May « 2018 « C++Guns

18.05.2018

C++ Guns: Choose the right datatype

Filed under: Allgemein — Tags: Cpp — Thomas @ 19:05

Hier ein sehr kleiner Ausschnitt aus der Praxis und der Assembercode. Verwendet wird ein Vector basierend auf SSEvalarray.

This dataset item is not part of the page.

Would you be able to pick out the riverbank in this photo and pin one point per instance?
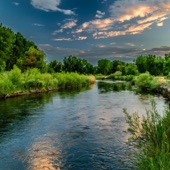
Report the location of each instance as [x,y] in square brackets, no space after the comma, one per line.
[150,135]
[143,83]
[14,83]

auto func(const SSEVector<float,3>& UBAR) {
    const auto U = UBAR[1]/UBAR[0];
    const auto V = UBAR[2]/UBAR[0];
    // more code which use U and V
    return U*V;
}

func(Vector<float, 3> const&):
  movss (%rdi), %xmm2
  movss 4(%rdi), %xmm0
  divss %xmm2, %xmm0
  movss 8(%rdi), %xmm1
  divss %xmm2, %xmm1
  mulss %xmm1, %xmm0

Wir sehen ein paar MOVs und insbesondere zwei DIVs. Die Eingabevariable ist aber ein SSE Type. Warum sind dann auch zwei DIVs im Assember Code zu sehen? Na weil zwei Divisionen im C++ Code stehen. Um das zu verbessern muss man davon absehen zusammengehörige Dinge als einzelne Skalare zu implementieren.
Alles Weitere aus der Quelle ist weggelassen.